Der Farmer wurde nach vorne geschleudert und zu Boden gerissen.
Das letzte, was er wahrnahm, war der Entsetzesschrei seiner Frau, die gerade aus dem Haus kam und das donnernde Krachen hinter sich. Die Scheune brach, von einem Funken- und Flammenmeer umgeben, in sich zusammen.
*
Als sie die nächste Wegbiegung hinter sich gelassen hatten, sahen die beiden jungen Frauen den kleinen Ort zum Greifen nahe vor sich.
Melanie blieb stehen und klemmte ihre Daumen unter die Schulterriemen des Rucksackes.
»Ist das ein Ausblick?« seufzte sie begeistert. »Deshalb liebe ich Cornwall.«
Harriet Simpson nickte bestätigend. Sie hatte es nicht bereut, den anfangs verrückt klingenden Vorschlag ihrer Freundin dennoch angenommen zu haben.

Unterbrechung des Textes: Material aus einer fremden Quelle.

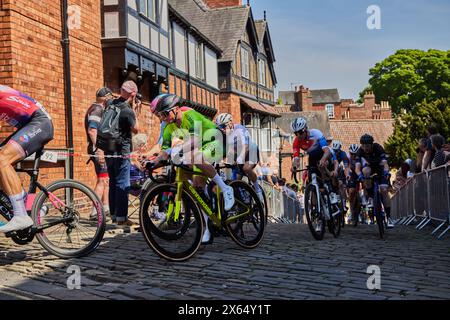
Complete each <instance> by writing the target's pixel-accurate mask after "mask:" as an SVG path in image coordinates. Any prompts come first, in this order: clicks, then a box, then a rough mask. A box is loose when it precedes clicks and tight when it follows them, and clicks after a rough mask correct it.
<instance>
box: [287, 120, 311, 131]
mask: <svg viewBox="0 0 450 320" xmlns="http://www.w3.org/2000/svg"><path fill="white" fill-rule="evenodd" d="M307 125H308V123H307V122H306V120H305V118H297V119H295V120H294V121H292V124H291V129H292V131H293V132H294V133H295V132H299V131H304V130H306V128H307Z"/></svg>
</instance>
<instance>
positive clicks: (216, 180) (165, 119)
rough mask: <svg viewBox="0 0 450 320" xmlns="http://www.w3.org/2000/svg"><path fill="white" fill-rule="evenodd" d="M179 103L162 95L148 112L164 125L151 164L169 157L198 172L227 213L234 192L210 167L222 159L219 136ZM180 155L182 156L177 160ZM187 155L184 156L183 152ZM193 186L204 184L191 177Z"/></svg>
mask: <svg viewBox="0 0 450 320" xmlns="http://www.w3.org/2000/svg"><path fill="white" fill-rule="evenodd" d="M181 102H182V100H181V99H180V98H179V97H178V96H176V95H173V94H164V95H160V96H158V97H156V98H155V99H154V100H153V101H152V107H151V110H152V111H153V113H154V114H155V115H156V116H158V118H160V120H161V121H164V122H166V123H167V126H166V127H165V129H164V132H163V141H162V147H161V153H160V154H159V156H158V157H157V158H156V160H154V163H155V164H157V163H159V162H161V161H165V160H167V159H168V158H169V157H172V160H173V161H174V162H177V161H179V162H181V163H183V164H185V165H188V166H189V167H191V168H193V167H194V165H195V168H194V169H199V170H201V172H202V173H203V174H204V175H206V176H207V177H208V178H210V179H212V180H213V181H214V182H215V183H216V184H217V185H218V186H219V188H220V189H221V190H222V194H223V198H224V209H225V211H228V210H230V209H231V208H232V207H233V205H234V202H235V199H234V191H233V188H231V187H230V186H227V185H226V184H225V182H224V181H223V180H222V178H221V177H220V175H219V174H218V173H217V172H216V169H215V168H214V166H213V165H212V163H214V162H216V161H220V160H221V159H222V158H223V150H222V149H223V144H222V140H223V139H222V133H221V132H220V131H219V130H217V127H216V125H215V124H214V123H213V122H212V121H211V120H209V119H207V118H206V117H204V116H203V115H202V114H200V113H198V112H197V111H195V110H192V109H188V108H185V107H184V108H182V106H181ZM179 137H181V138H182V139H181V140H183V144H182V145H181V146H177V147H173V148H172V140H173V139H174V138H179ZM180 151H183V155H182V156H181V157H180ZM186 151H187V152H186ZM193 184H194V187H196V188H202V189H204V188H205V186H206V181H205V180H204V179H203V178H201V177H199V176H194V178H193ZM205 218H207V219H206V220H205V221H206V228H205V233H204V235H203V239H202V243H203V244H209V243H211V241H212V235H211V233H210V231H209V229H208V217H207V216H206V215H205Z"/></svg>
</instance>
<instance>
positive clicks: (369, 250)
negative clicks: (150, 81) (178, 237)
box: [0, 224, 450, 300]
mask: <svg viewBox="0 0 450 320" xmlns="http://www.w3.org/2000/svg"><path fill="white" fill-rule="evenodd" d="M427 231H428V230H427ZM376 235H377V229H376V227H371V226H362V227H358V228H357V229H354V228H353V227H347V228H345V229H344V230H343V234H342V237H341V238H340V239H337V240H336V239H333V238H332V237H331V235H330V234H327V235H326V238H325V240H324V241H323V242H316V241H313V240H312V237H311V235H310V233H309V230H308V228H307V226H305V225H303V226H300V225H279V224H270V225H269V226H268V231H267V233H266V237H265V239H264V241H263V243H262V245H261V246H260V247H259V248H257V249H256V250H253V251H245V250H242V249H240V248H239V247H237V246H236V245H235V244H234V243H233V242H232V241H231V240H230V239H227V238H216V241H215V243H214V245H213V246H209V247H205V248H201V249H200V251H199V252H198V253H197V255H196V256H195V257H194V258H193V259H191V260H190V261H188V262H186V263H178V264H174V263H168V262H166V261H164V260H161V259H160V258H158V257H157V256H156V255H155V254H154V253H153V252H152V250H151V249H150V248H149V247H148V246H147V244H146V243H145V241H144V239H143V237H142V235H141V234H139V233H123V232H122V231H121V230H110V231H108V232H107V233H106V235H105V239H104V242H103V243H102V245H101V246H100V247H99V248H98V249H97V250H96V251H95V252H94V253H93V254H92V255H91V256H89V257H85V258H83V259H74V260H69V261H64V260H60V259H57V258H55V257H53V256H51V255H48V254H47V253H46V252H45V251H44V250H43V249H42V248H41V247H40V245H39V244H38V243H37V241H35V242H34V243H33V244H32V245H28V246H26V247H17V246H16V245H15V244H14V243H13V242H12V241H11V240H9V239H6V238H4V237H1V238H0V299H33V298H34V299H36V298H41V299H89V300H91V299H186V300H189V299H243V300H245V299H371V300H374V299H375V300H377V299H380V300H382V299H450V277H449V276H448V271H449V270H450V238H449V237H446V238H444V240H442V241H438V240H435V239H434V238H433V237H431V236H430V235H429V232H425V231H422V232H417V231H415V230H414V228H413V227H397V228H396V229H395V230H392V231H389V233H388V237H387V240H386V241H380V240H377V237H376ZM71 265H77V266H79V267H80V268H81V276H82V277H81V289H80V290H69V289H67V279H68V277H69V276H70V275H71V274H69V273H67V269H68V267H69V266H71ZM370 265H378V266H379V267H380V268H381V290H380V291H378V292H373V291H370V290H368V289H367V285H366V282H367V280H368V277H369V276H370V275H369V274H367V268H368V266H370Z"/></svg>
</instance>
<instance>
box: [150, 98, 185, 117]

Vier lange Wochen Urlaub in Cornwall. Allerdings waren sie nicht mit dem Auto oder mit dem Überlandbus unterwegs, sondern zu Fuß.
Seit einer Woche wanderten sie nunmehr durch oftmals unberührte Natur und hatten am späten Nachmittag Lizard, den südlichsten Ort Englands, hinter sich gelassen. Nun marschierten sie über einen schmalen Trampelpfad Richtung Norden.
Zu ihrer Linken lag das tosende Meer, dessen Wellen sich weißschäumend an grauem Felsgestein brachen. Vor ihnen erstreckte sich grünes Land mit sanften Hügeln und lichten Wäldchen. Etwas weiter nördlich schälte sich das dumpfe Grün weiter Schilfflächen aus dem leichten Dunst der Ferne – Gladys Moor.
Inmitten dieser scheinbar unberührten Natur hatten sich Menschen niedergelassen. Das Örtchen Gunwalloe aber bestand nur aus ein paar Dutzend Häusern, einigen Bootsschuppen und einem weit in die Bucht reichendem Anlegesteg.
»Wirklich malerisch«, gestand Harriet und genoß den Anblick. »Da hast du recht. Hoffentlich finden wir dort unten auch ein Zimmer. Ich habe für heute nämlich keine Lust mehr, weiter zu wandern. Bis Mullion ist es mir zu weit. Mir brennen die Füße.«
Melanie Sanders unterdrückte ein Schmunzeln. Im Gegensatz zu ihrer Freundin war sie durchtrainiert und topfit. Während sie das ganze Jahr über am Feierabend in Fitness-Studios zubrachte, bevorzugte Harriet das süße Leben.
»In Ordnung«, gab sie nach, denn sie war froh, daß Harriet überhaupt mitgekommen war und bisher eigentlich gut durchgehalten hatte. »Suchen wir uns ein Quartier und machen zwei, drei Tage Pause.«
Als sie nach einer Weile in Gunwalloe eintrafen, entpuppte sich das Örtchen als ziemlich trostloses Nest. Kaum eine Menschenseele ließ sich blicken. Wer ihnen begegnete, musterte sie argwöhnisch und nicht gerade freundlich.
»Komisches Nest«, meinte Harriet nach einer Weile. Sie überlegte, ob sie ihrer Freundin nicht doch anbieten sollte, bis nach Mullion weiterzugehen.
»Was verlangst du?« erwiderte Melanie und strich sich eine blonde Haarsträhne aus dem Gesicht. »Wir sind nicht in der Großstadt. Da hinten ist ein Pub. Komm, laß uns fragen, ob die ein Zimmer für uns haben.«
Zielstrebig gingen sie darauf zu. Ein kleiner Schwarm Raben hatte sich auf dem Giebel niedergelassen und starrte ihnen neugierig entgegen. Offenbar schienen auch ihnen die Neuankömmlinge nicht zu behagen. Krächzend hoben sie ab und flogen mit lautem Gezeter davon.